[Numpy-discussion] Objected-oriented SIMD API for Numpy

David Cournapeau david at ar.media.kyoto-u.ac.jp
Wed Oct 21 04:05:24 EDT 2009


Mathieu Blondel wrote:
> I saw the video of Peter Norvig at the last Scipy conference who was
> suggesting to merge Numpy into Cython. The SIMD API would be an
> argument in favor of this too because of the possible interactions
> between such a SIMD API and an array API.
>   

Hm, I don't remember this - I guess I would have to look at the video.
Do you know at which point of the presentation he discussed about SIMD ?

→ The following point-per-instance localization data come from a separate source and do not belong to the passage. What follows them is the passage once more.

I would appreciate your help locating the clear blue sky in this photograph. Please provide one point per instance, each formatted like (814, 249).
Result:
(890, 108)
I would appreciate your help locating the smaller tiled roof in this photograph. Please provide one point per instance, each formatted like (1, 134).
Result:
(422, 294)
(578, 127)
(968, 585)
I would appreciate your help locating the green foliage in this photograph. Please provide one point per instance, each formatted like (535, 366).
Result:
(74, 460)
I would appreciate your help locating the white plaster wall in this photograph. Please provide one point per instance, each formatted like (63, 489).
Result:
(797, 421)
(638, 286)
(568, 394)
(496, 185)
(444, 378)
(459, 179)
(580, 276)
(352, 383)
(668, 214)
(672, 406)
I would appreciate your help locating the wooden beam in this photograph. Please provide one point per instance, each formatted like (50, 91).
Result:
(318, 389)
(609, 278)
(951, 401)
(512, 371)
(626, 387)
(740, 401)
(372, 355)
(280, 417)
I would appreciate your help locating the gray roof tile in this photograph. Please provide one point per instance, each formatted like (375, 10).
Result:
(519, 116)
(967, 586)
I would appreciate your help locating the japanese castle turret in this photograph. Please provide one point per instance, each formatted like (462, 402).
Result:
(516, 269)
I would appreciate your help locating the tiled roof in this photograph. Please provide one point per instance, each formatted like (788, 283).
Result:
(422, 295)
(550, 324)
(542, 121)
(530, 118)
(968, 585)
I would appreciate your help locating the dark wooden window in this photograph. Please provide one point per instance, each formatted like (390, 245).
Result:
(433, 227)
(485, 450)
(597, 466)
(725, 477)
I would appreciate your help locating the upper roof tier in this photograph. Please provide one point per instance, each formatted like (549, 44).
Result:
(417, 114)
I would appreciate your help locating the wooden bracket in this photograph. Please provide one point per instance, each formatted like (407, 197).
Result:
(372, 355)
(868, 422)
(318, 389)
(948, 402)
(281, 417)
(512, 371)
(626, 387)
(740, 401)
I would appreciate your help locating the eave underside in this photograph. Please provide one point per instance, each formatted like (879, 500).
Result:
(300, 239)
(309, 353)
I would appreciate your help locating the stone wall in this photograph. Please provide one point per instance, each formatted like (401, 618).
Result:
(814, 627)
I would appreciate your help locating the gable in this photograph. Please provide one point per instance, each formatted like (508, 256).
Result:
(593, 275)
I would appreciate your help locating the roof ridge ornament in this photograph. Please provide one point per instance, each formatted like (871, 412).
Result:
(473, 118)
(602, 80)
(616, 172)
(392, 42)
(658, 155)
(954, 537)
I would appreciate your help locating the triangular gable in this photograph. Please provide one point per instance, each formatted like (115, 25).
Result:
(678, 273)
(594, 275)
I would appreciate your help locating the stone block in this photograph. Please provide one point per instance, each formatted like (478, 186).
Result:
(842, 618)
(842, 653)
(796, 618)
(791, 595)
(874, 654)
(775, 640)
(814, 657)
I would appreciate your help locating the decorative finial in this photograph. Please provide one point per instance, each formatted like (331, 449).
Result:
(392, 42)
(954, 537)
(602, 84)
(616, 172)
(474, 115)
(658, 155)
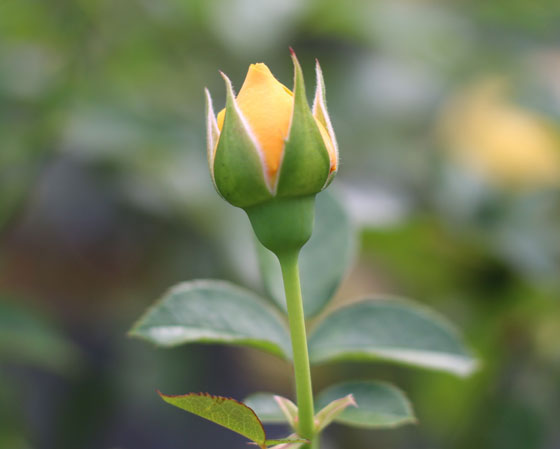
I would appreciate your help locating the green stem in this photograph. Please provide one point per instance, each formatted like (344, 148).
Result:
(304, 391)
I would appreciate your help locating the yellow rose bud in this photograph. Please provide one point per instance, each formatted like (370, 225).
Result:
(267, 105)
(270, 154)
(268, 121)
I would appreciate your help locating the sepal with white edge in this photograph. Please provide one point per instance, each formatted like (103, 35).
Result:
(238, 165)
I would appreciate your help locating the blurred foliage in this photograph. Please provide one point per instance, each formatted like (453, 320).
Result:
(105, 201)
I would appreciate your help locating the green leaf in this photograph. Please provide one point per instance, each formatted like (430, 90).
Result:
(266, 407)
(206, 311)
(378, 404)
(392, 330)
(323, 261)
(226, 412)
(332, 410)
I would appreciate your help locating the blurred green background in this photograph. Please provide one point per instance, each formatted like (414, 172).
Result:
(448, 117)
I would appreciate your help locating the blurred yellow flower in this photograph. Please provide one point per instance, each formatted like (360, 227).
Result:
(508, 145)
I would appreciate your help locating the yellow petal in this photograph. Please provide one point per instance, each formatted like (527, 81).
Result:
(267, 106)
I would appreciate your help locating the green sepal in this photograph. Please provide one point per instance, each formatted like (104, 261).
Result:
(239, 172)
(306, 163)
(283, 225)
(225, 412)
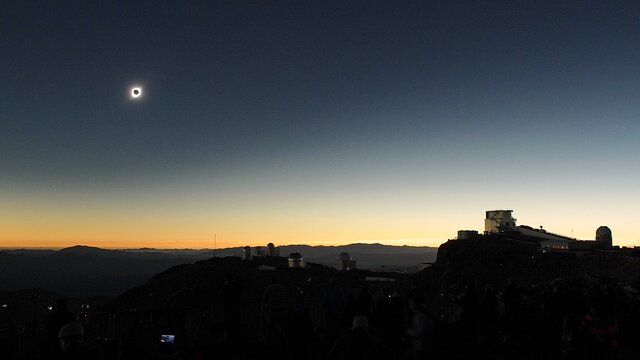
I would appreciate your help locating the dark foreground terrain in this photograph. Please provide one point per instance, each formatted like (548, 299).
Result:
(483, 298)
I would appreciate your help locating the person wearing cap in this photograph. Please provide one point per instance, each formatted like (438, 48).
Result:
(359, 344)
(71, 338)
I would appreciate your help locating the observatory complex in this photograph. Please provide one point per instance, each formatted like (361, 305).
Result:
(501, 223)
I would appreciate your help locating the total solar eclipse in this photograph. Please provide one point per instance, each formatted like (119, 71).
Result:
(136, 92)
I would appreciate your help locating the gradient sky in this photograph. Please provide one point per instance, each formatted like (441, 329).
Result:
(318, 122)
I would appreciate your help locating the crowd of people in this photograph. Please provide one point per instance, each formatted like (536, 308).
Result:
(578, 319)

> My original idea was to write the code in C with Intel/Alvitec/Neon
> intrinsics and have this code binded to be able to call it from
> Python. So the SIMD code would be compiled already, ready to be called
> from Python. Like you said, there's a risk that the overhead of
> calling Python is bigger than the benefit of using SIMD instructions.
> If it's worth trying out, an experiment can be made with Vector4f to
> see if it's even worth continuing with other types.
>   

I am quite confident that the overhead will be way too significant for
this approach to be useful. If you have two python objects, using + on
it will induce at least one function call, and most likely several
function calls at the python level. Python function calls are painfully
slow (several thousand cycles per call in the most optimistic case).

Python overhead is several order of magnitude bigger than what you can
earn between SIMD and straightforward C. The only way I can see to make
this work is to generate SIMD code from python (which would be a poor
man's replacement for a JIT in a way), there was a presentation
following this direction at scipy 09 conference.


> I recently used SIMD instructions for a project and I realized that
> they cannot be activated in a standard Debian package, because the
> package has to remain general-purpose. So people who want to benefit
> the speed up have to compile my project from source... 
>   

Yes - that's unacceptable IMHO. The real solution is to include all the
code at build time, detect at *runtime* which ISA is supported, and
select the functions accordingly. The problem is that loading shared
code at runtime in a cross platform way is complicated - python already
does it, but unfortunately does not provide a C API for it AFAIK, so we
would have to re-implement it in python.